100%|███████████████████████████████████████████| 80/80 [00:01<00:00, 75.06it/s]

SHD = 1
sensitivity= 0.994
specificity= 1.0






### Notes
- Seems to be a 'critical threshold' for causal discovery, where the learned graph is reliable and accurate whenever we observe more than 28 % of the network 
 - Why this happens is unclear.

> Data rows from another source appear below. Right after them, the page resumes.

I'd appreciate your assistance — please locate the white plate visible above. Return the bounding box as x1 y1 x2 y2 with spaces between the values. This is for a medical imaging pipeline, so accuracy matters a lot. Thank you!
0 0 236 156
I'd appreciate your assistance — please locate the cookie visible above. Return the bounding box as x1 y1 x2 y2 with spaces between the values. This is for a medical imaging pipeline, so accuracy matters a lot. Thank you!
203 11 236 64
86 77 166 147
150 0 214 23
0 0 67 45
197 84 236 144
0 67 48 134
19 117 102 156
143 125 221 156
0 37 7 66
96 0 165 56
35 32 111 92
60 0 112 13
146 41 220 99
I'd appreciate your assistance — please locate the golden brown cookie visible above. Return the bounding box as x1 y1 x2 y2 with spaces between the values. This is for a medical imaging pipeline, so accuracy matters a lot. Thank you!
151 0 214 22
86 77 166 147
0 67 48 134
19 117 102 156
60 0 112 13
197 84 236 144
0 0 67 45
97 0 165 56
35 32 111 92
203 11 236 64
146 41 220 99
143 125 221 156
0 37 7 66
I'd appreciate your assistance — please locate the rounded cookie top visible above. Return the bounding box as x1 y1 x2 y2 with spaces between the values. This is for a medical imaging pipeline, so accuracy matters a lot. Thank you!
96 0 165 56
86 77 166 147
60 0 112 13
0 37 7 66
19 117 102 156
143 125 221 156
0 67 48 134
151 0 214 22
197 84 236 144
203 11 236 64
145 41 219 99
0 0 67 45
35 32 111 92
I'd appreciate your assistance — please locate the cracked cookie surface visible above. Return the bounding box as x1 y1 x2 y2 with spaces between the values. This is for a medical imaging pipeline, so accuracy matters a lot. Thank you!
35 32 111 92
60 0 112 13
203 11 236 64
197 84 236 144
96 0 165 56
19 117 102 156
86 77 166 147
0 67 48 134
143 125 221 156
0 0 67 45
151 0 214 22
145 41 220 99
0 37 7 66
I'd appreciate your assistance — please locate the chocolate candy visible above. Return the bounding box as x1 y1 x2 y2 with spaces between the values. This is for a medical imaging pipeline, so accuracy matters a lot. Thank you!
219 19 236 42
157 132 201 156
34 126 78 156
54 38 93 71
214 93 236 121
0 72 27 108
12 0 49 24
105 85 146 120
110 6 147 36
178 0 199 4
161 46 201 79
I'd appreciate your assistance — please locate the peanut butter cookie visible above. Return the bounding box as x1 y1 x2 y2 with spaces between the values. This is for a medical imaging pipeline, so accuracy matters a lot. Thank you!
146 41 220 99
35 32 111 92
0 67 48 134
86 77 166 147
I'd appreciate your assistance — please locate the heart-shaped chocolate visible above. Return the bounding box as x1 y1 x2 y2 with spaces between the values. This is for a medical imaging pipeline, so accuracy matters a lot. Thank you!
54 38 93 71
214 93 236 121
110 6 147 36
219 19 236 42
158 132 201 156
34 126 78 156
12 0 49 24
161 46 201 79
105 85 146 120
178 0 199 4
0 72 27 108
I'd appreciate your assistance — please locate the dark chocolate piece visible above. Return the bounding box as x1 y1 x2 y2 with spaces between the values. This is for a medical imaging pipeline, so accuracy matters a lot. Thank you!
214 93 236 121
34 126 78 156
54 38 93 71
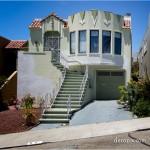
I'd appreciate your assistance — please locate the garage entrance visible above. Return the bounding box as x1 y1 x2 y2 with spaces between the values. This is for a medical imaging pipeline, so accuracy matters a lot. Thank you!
96 71 125 100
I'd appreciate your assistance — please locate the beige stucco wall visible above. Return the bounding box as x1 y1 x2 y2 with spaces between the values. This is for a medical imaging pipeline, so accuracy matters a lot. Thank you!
25 11 132 102
29 28 43 52
0 71 17 105
17 51 61 99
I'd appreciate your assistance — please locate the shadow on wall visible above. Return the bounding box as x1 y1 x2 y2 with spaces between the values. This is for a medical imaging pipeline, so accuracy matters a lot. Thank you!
63 29 69 42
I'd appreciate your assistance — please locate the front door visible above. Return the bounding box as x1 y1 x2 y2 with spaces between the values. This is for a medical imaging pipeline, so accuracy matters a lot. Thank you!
44 31 60 62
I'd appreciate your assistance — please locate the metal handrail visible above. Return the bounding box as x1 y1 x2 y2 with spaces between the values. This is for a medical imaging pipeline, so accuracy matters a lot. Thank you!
51 49 60 62
79 66 88 104
67 94 71 119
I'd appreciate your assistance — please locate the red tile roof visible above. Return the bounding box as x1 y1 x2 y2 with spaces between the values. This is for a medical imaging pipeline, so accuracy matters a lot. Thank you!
42 13 67 24
29 19 42 28
5 40 27 49
29 13 68 29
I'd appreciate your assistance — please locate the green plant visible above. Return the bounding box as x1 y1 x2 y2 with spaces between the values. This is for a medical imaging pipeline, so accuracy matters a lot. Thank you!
22 94 36 126
0 90 8 111
132 99 150 117
0 76 7 87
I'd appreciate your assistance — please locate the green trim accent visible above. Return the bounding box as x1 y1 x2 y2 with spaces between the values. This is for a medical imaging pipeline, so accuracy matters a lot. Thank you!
71 14 74 23
104 12 111 20
91 10 98 20
80 11 85 20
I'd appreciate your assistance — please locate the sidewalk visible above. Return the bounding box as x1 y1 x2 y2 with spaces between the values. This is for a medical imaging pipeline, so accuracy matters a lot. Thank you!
0 117 150 149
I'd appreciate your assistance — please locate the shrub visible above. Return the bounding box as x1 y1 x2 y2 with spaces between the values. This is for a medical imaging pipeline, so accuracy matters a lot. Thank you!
0 76 7 87
132 99 150 117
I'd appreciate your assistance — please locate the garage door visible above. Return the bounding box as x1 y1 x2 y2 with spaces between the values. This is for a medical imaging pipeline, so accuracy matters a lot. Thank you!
96 71 125 100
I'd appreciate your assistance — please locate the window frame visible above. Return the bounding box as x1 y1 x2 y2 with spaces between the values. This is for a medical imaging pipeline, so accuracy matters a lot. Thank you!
70 31 76 54
102 30 112 54
90 30 99 54
114 31 122 55
78 30 87 54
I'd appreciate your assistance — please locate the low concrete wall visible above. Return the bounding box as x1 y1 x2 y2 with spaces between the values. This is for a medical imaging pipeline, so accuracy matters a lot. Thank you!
0 71 17 105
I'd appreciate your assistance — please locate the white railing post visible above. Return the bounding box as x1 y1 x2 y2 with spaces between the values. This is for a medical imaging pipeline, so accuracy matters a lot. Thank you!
42 93 51 113
67 95 71 119
79 66 88 104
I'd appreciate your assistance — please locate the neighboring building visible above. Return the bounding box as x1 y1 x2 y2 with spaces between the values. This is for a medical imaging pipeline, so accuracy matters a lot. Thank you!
18 10 132 102
0 36 28 105
138 15 150 78
0 36 28 77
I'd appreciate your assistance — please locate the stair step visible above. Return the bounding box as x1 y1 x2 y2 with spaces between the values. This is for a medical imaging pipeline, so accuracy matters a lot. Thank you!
61 84 80 88
58 90 79 94
53 104 81 108
40 119 70 123
54 100 79 104
65 76 83 80
57 93 79 99
66 73 84 78
44 108 76 114
64 78 83 84
42 113 68 119
61 88 79 91
55 96 79 101
63 81 81 85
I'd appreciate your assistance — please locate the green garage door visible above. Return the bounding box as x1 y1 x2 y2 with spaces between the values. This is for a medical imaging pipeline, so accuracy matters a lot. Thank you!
96 71 125 100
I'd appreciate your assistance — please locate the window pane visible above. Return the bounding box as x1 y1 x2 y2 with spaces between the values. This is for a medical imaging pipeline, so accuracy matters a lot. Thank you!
115 32 121 55
79 31 86 53
102 31 111 53
70 32 75 54
90 31 99 53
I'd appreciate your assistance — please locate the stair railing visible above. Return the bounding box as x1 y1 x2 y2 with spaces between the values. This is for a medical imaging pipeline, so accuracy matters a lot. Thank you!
67 94 71 119
79 65 88 104
51 66 66 105
51 49 60 62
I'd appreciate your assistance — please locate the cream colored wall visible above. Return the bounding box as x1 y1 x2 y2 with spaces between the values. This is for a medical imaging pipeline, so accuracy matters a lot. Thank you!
0 71 17 105
68 11 124 56
17 51 61 99
29 29 43 52
68 11 132 83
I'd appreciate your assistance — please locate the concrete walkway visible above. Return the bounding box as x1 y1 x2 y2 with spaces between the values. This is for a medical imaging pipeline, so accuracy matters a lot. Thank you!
0 117 150 149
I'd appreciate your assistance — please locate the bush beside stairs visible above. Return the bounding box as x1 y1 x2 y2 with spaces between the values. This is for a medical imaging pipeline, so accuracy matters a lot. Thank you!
40 62 86 123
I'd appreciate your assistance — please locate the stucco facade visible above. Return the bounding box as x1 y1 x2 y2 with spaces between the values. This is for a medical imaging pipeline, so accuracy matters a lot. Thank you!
18 10 132 100
138 21 150 78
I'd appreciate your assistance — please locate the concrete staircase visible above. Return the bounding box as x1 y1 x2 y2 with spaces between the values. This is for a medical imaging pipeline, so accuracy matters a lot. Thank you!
40 62 86 123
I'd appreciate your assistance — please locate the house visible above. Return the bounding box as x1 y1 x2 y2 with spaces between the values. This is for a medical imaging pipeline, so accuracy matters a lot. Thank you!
18 10 132 122
0 36 28 105
138 15 150 78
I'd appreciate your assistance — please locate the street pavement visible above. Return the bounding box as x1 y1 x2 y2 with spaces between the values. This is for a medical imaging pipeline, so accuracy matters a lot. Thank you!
0 117 150 149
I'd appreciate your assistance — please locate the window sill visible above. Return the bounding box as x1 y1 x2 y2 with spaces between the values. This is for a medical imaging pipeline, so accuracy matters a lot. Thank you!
77 53 87 56
89 53 100 57
23 52 46 55
69 54 76 57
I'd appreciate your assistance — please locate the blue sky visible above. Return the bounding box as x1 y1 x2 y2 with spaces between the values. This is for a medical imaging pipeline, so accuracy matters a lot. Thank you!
0 1 150 51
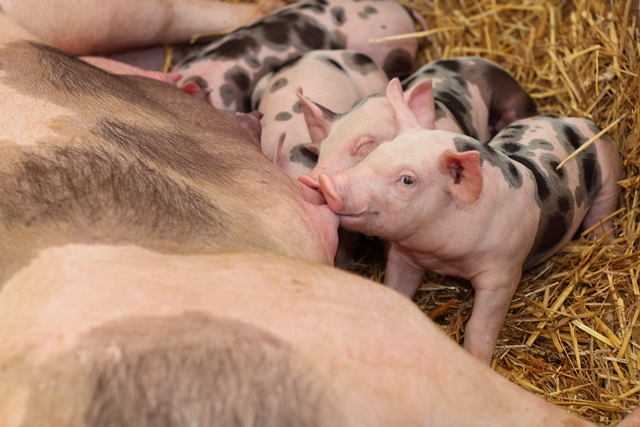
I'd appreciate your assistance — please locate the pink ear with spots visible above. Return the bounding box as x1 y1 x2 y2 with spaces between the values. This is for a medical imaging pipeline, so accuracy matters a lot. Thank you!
387 78 421 134
438 150 483 205
296 87 336 147
404 79 436 130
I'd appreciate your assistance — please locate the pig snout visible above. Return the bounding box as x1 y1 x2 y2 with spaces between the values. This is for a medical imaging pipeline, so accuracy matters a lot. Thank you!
298 172 320 190
318 174 344 214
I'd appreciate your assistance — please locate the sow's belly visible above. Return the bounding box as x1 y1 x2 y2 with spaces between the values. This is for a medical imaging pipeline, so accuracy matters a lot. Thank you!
0 41 337 288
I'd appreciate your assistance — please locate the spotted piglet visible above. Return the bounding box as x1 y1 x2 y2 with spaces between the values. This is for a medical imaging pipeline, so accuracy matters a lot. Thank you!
319 87 622 362
172 0 426 112
300 56 536 188
252 50 389 178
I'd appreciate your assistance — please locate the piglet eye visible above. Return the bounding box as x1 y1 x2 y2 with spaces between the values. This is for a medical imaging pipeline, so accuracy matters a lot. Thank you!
400 175 416 185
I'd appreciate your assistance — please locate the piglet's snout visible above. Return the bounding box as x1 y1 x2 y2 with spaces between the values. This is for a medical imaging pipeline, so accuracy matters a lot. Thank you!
318 174 344 214
298 173 320 190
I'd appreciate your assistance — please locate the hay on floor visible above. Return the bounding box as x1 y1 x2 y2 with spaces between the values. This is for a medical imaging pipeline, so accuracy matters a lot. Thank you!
353 0 640 425
176 0 640 425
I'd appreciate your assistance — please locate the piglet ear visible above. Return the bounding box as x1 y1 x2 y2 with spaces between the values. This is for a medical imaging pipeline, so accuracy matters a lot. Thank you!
296 87 337 146
404 79 436 129
438 150 482 205
387 78 421 134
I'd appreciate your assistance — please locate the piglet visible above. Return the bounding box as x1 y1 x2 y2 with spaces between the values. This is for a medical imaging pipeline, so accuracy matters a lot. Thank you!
319 89 622 363
173 0 426 111
300 56 536 188
252 49 389 178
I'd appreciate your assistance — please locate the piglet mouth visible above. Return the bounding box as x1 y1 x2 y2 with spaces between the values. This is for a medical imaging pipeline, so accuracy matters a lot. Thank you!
338 212 366 219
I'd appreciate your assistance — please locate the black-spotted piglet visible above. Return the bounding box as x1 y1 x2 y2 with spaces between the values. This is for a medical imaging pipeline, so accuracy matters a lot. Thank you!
252 49 389 178
300 56 537 188
173 0 425 112
319 93 622 362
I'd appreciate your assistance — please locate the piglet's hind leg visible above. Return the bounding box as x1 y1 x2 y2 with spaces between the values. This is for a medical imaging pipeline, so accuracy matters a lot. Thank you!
464 272 521 364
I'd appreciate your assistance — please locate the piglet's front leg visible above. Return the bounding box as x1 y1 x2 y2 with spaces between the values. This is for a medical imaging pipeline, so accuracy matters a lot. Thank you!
384 244 425 298
464 271 522 364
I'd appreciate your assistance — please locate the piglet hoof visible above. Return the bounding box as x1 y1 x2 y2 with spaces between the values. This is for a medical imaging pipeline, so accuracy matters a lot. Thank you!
298 175 320 190
318 174 344 213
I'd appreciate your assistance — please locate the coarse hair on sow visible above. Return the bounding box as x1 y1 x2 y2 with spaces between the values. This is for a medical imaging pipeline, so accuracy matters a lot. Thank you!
18 312 342 427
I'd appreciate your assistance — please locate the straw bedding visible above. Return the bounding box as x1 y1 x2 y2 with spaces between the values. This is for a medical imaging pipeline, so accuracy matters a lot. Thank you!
184 0 640 425
353 0 640 425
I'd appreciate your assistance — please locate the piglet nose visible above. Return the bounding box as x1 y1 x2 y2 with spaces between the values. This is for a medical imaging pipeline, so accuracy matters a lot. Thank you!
298 173 319 190
318 174 344 213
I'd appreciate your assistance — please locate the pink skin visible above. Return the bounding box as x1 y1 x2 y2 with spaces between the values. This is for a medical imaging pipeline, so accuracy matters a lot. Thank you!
0 0 282 55
175 0 418 110
254 50 389 178
298 79 464 189
319 97 621 363
80 56 182 86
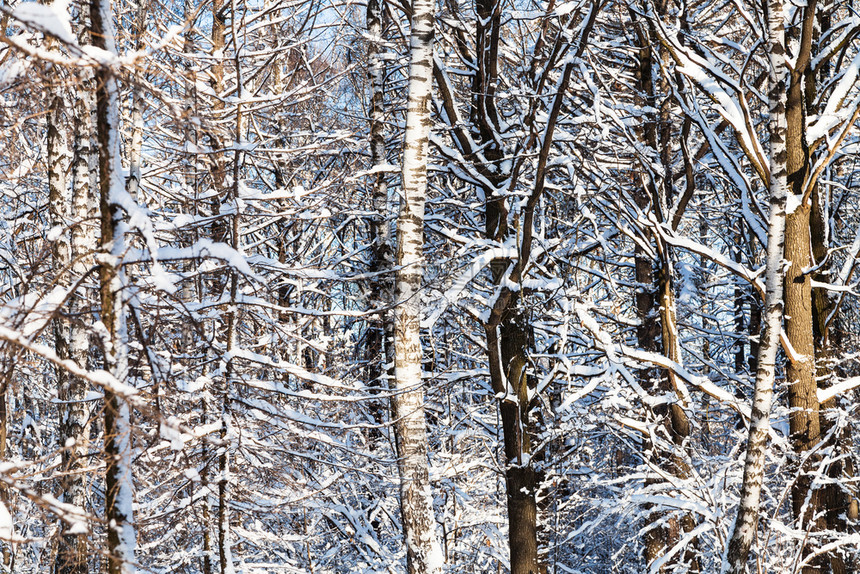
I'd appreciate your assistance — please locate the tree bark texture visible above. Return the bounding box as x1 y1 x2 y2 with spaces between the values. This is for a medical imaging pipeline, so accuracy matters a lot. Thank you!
90 0 135 574
722 0 788 574
392 0 442 574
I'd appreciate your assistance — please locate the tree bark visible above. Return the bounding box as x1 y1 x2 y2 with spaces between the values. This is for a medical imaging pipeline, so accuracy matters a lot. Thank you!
90 0 135 574
722 0 788 574
392 0 442 574
365 0 393 439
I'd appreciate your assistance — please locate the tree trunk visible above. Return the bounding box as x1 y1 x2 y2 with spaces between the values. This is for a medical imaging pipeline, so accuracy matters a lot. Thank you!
90 0 135 574
392 0 442 574
365 0 393 439
722 0 788 574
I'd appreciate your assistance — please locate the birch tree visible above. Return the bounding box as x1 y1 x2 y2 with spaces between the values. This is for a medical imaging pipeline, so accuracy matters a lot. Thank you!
392 0 442 574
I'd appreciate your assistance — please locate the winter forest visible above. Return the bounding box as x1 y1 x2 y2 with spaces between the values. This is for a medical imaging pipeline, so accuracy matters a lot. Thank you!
0 0 860 574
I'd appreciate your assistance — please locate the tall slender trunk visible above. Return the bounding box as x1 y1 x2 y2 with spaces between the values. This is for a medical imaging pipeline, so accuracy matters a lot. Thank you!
470 0 540 574
218 4 245 574
55 12 98 574
722 0 788 574
633 6 699 571
90 0 135 574
47 39 90 574
392 0 442 574
365 0 393 438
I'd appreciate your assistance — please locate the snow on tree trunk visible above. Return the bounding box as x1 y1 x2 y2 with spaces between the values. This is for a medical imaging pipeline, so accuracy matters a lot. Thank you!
392 0 442 574
56 12 98 574
722 0 788 574
47 35 92 574
90 0 135 574
365 0 392 446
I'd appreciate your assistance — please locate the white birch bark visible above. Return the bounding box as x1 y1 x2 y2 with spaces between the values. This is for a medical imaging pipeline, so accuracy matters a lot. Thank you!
722 0 788 574
392 0 442 574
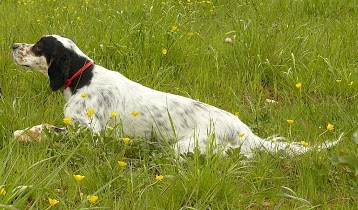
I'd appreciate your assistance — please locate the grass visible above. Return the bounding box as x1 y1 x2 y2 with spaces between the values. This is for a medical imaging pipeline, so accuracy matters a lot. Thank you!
0 0 358 209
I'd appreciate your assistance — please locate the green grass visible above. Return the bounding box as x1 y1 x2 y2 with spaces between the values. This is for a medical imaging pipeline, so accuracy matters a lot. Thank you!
0 0 358 209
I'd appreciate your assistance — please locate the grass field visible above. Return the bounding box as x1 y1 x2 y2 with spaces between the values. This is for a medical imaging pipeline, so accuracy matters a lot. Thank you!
0 0 358 210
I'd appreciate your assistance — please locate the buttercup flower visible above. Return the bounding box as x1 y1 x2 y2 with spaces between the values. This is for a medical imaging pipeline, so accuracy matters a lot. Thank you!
111 112 118 118
296 82 302 89
118 160 128 167
123 137 131 143
87 195 98 203
237 133 245 138
131 112 139 117
327 123 334 131
225 37 232 43
48 198 60 206
73 174 85 182
155 175 164 181
287 120 295 125
162 48 168 55
170 26 178 33
63 117 72 125
86 108 94 117
0 187 6 196
301 141 308 147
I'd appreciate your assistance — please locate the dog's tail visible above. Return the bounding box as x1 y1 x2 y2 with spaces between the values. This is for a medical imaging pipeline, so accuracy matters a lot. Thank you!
248 133 343 156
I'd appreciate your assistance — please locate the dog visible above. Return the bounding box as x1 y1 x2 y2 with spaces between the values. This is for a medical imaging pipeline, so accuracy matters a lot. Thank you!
12 35 342 158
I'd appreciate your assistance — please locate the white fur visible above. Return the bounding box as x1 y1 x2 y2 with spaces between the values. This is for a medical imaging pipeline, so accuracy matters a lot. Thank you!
14 35 341 157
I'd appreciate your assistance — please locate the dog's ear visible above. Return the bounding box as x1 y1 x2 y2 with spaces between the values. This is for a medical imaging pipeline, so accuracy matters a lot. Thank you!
48 53 71 91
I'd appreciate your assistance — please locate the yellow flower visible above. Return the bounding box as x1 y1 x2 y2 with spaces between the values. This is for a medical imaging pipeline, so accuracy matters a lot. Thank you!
170 26 178 32
296 82 302 89
118 160 128 167
87 195 98 203
86 108 94 117
155 175 164 181
287 120 295 125
63 117 72 125
73 174 85 182
123 137 131 143
111 112 118 118
48 198 60 206
162 48 168 55
131 112 139 117
0 187 6 196
301 141 308 147
327 123 334 131
237 133 245 138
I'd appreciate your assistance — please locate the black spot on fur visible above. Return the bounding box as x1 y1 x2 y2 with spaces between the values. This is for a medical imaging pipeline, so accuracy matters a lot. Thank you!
31 36 93 93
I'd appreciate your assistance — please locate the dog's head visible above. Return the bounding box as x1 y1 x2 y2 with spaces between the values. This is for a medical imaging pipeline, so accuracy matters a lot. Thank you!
12 35 91 91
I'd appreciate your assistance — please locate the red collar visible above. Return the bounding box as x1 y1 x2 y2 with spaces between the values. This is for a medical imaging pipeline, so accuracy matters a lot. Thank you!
63 61 93 89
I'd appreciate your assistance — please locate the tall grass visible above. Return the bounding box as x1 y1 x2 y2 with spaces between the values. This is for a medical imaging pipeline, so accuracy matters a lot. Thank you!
0 0 358 209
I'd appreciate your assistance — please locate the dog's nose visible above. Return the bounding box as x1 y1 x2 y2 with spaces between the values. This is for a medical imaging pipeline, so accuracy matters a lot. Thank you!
12 43 21 50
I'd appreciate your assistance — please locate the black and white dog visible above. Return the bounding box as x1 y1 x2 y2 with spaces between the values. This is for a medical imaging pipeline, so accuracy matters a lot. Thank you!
13 35 341 157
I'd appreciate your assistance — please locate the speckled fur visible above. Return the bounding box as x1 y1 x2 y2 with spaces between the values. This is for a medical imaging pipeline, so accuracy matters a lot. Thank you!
13 35 338 157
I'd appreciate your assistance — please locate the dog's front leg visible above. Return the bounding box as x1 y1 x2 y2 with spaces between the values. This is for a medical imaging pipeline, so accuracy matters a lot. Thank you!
14 123 66 142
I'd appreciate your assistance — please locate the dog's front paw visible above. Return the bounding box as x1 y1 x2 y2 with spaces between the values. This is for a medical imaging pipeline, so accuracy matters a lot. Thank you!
14 124 49 142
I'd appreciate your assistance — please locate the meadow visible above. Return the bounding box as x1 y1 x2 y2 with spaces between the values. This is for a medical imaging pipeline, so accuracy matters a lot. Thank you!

But somehow the signal of the observed neurons is not strong enough with small samples. 
     Could it be:
     - Some set of 'critical nodes' are almost always included in the sampled data, fx high degree nodes
     - The number of confounders relative to observed nodes is reduced
- Need to investigate: 
    - The exact number of nodes required for threshold to be reached
    - Maybe look at the out- and in-degree distribution of nodes observed

In [60]:
sample_space = list(np.arange(279))
sample_space.remove(0)
sample_space.remove(6)
sample_space.remove(12)
sample_space.remove(98)
sample_space.remove(111)
sample_space.remove(129)
sample_space.remove(134)
sample_space.remove(142)
sample_space.remove(230)
sample_space.remove(238)
sample_space.remove(143)
sample_space.remove(146)
sample_space.remove(188)
sample_space.remove(270)

print(len(sample_space))

265


In [61]:
for n_obs in np.arange(70, 80, 2):
    index_obs = list(np.random.choice(128, size = n_obs, replace = False))
    index_obs += [146, 188]
    index_obs=np.sort(index_obs)
    print('n_obs = ', len(index_obs))
    
    stimulation_protocol = [[i] for i in index_obs]
    spike_data_obs = dict()
    spike_data_obs['null'] = spike_data['null'][index_obs]
    for intervention in index_obs:
        spike_data_obs[str(intervention)] = spike_data[str(intervention)][index_obs]
    
    # count num. confounders
    G_obs = nx.subgraph(G, index_obs)
    index_hidden = [node for node in range(n_neurons) if node not in index_obs]
    confounders = []
    for node in index_hidden:
        count = 0
        for _, v in G.out_edges(node):
            if v in index_obs:
                count += 1
        if count >= 2:
            confounders.append(node)
    print('num. confounding variables = ',len(confounders))
    
    G_learned = SCM_learner(spike_data_obs, 
                        node_list=index_obs, 
                        stimulation_protocol=stimulation_protocol, 
                        alpha = 0.01)
    
    G_true = nx.subgraph(G, index_obs)

    print('SHD =',compute_SHD(G_true, G_learned))
    print('sensitivity=', np.round(compute_sensitivity(G_true, G_learned, nodelist=index_obs), 4))
    print('specificity=', np.round(compute_specificity(G_true, G_learned, nodelist=index_obs), 4))
    print('')

n_obs =  72
num. confounding variables =  95


100%|██████████████████████████████████████████| 72/72 [00:00<00:00, 108.26it/s]


SHD = 0
sensitivity= 1.0
specificity= 1.0

n_obs =  74
num. confounding variables =  104


100%|███████████████████████████████████████████| 74/74 [00:00<00:00, 81.00it/s]


SHD = 0
sensitivity= 1.0
specificity= 1.0

n_obs =  76
num. confounding variables =  112


100%|██████████████████████████████████████████| 76/76 [00:00<00:00, 109.90it/s]


SHD = 0
sensitivity= 1.0
specificity= 1.0

n_obs =  78
num. confounding variables =  94


100%|██████████████████████████████████████████| 78/78 [00:00<00:00, 104.35it/s]


SHD = 1
sensitivity= 0.9928
specificity= 1.0

n_obs =  80
num. confounding variables =  104


100%|███████████████████████████████████████████| 80/80 [00:00<00:00, 91.74it/s]

SHD = 0
sensitivity= 1.0
specificity= 1.0






# Notes
- when high degree nodes are included in dataset, the learner struggles below 28% threshold. if not included, it still works. might be other 'critical nodes' to consider, like 0 and 6. Node 129 seems to be a problem.
- removing all nodes with in_degree > 20 from observed data is also bad...
- This info can be useful wrt designing experiments! see how many experiments are needed to get good results when targeting high degree nodes first.

### Update
- I was making a mistake when computing SHD, turns out there is not a threshold????? Weird, because it seemed like some nodes where making a big difference yesterday
- Now complete single node stimulation protocol will give a basically perfect result for any size of the observed network. I guess that is in line with what we should expect, given the fact that the model captures every feature of the spiking pattern and we correct for any confounding.